Yakup Kadri, Anadolu’yla ilgili hikâyelerinde başlangıçta, eleştirel, karamsar bir bakış açısını kullansa da zamanla bu tutumundan uzaklaşmış.
Meşrutiyet dönemine, Milli Mücadele dönemine ve Cumhuriyet’in ilk yıllarına tanıklık eden, Yakup Kadri, bu dönemleri hikâyelerinde de yansıtmış.
Kitapta yer alan İstanbul’da Üç Gece hikâyesi bizi işgal altındaki İstanbul’a götürürken, Perili Köşk hikâyesinde hayatından gerçek bir kesit sunar, Yakup Kadri.

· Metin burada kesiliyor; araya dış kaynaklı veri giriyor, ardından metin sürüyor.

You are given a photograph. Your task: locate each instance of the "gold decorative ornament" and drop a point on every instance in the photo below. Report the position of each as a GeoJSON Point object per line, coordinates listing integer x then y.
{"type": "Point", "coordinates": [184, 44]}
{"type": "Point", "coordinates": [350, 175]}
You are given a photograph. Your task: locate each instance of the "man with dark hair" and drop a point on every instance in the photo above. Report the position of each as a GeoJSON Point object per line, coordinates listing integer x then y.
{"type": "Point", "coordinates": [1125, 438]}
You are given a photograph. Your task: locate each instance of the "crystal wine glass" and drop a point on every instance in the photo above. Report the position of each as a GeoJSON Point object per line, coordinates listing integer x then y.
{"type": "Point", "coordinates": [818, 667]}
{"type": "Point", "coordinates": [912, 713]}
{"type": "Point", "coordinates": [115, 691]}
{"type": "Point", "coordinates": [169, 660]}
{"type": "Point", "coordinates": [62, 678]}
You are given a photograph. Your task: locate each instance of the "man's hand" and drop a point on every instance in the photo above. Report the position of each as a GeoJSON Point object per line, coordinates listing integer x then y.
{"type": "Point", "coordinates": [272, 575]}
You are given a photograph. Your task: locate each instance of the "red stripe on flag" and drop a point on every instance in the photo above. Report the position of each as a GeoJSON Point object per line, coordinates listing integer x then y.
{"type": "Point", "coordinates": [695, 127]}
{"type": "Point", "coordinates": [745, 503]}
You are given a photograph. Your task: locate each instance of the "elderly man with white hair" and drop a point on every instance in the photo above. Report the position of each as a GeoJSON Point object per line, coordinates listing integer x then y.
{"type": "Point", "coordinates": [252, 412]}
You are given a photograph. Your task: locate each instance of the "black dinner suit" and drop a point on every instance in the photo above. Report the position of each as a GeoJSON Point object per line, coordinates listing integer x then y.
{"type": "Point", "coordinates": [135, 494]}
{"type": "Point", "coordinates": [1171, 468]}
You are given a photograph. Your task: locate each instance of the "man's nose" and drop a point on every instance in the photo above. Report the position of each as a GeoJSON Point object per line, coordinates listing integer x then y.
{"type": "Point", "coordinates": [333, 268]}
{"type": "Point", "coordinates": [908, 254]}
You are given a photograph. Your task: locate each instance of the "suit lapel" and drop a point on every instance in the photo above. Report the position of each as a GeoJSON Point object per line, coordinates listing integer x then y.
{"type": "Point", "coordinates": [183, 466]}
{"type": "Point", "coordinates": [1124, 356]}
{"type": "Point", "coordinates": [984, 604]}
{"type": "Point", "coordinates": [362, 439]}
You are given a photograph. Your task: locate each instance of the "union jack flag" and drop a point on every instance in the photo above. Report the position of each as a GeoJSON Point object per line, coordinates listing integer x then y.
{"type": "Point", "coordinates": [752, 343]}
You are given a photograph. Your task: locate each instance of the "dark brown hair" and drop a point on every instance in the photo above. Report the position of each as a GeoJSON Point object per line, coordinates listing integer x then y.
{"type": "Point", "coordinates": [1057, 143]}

Kadın ve Ukubet hikâyesinde dipnot olarak, Ateşten Gömlek adlı romanın isim babası olarak kaldığını öğreniriz.
Dokunma Belki Kahramandır’da hikâye içinde hikâye anlatır yazar.
Çok gerçekçi, dönemin ruhunu yansıtan, çok başarılı hikâyeler okudum Yakup Kadri’den.Tavsiye ederim.